The Maserati 300S was a racing car produced by Maserati of Italy between 1955 and 1958 to compete in the FIA's World Sportscar Championship. Twenty-six examples were produced.

==Background==
The 3.0-litre (approx 245 bhp at 6200 rpm) engine was based on the Straight-6 design of the Maserati 250F and incorporated a lengthened stroke developed by Vittorio Bellentani to increase the capacity from the original 2.5-litres. The compression ratio was reduced from 12:1 to 9.5:1, partly due to the FIA regulations requiring the engine to be run on road car fuel.
It used three Weber carburettors, initially 42DCO3, later 45DCO3.
A trellis structure was used instead of the tubular one of the 250F, and the aluminium body was by Medardo Fantuzzi. The brakes were the same as the 250F, precisely machined alloy drums with extensive finning. The suspension was also of the same design as the 250F but with some strengthening to cope with the rougher tracks and road surfaces encountered in WSC racing. New features for the 300S included the incorporation of a De Dion type rear axle, a transverse four-speed gearbox and two chain driven camshafts.

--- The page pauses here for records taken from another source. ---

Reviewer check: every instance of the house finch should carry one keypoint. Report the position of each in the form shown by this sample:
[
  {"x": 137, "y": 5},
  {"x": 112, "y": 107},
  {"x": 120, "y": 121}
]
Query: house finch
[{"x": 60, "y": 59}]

After a poor showing in the first season (1955) mainly due to mechanical malfunctions and development problems, the 300S won at the Nürburgring in 1956 and finished second overall. It was second to the Maserati 450S, and was followed by the Maserati 350S. After the major accident at Guidizzolo in the 1957 Mille Miglia, the last few examples of the 300S were sold to customers in the USA. Giulio Alfieri gave up an attempt to fit it with fuel injection. One 300S was developed with the new V12 engine, becoming the Maserati 350S.

Mark Knopfler, originally of Dire Straits, is a long term owner of a 300S and has raced the car in historic competitions. Additionally he featured the lines "If I was a Maserati, A red 300s, I'd ride around to your house, baby, Give you a driving test." in the song Red Staggerwing on his 2006 album All the Roadrunning.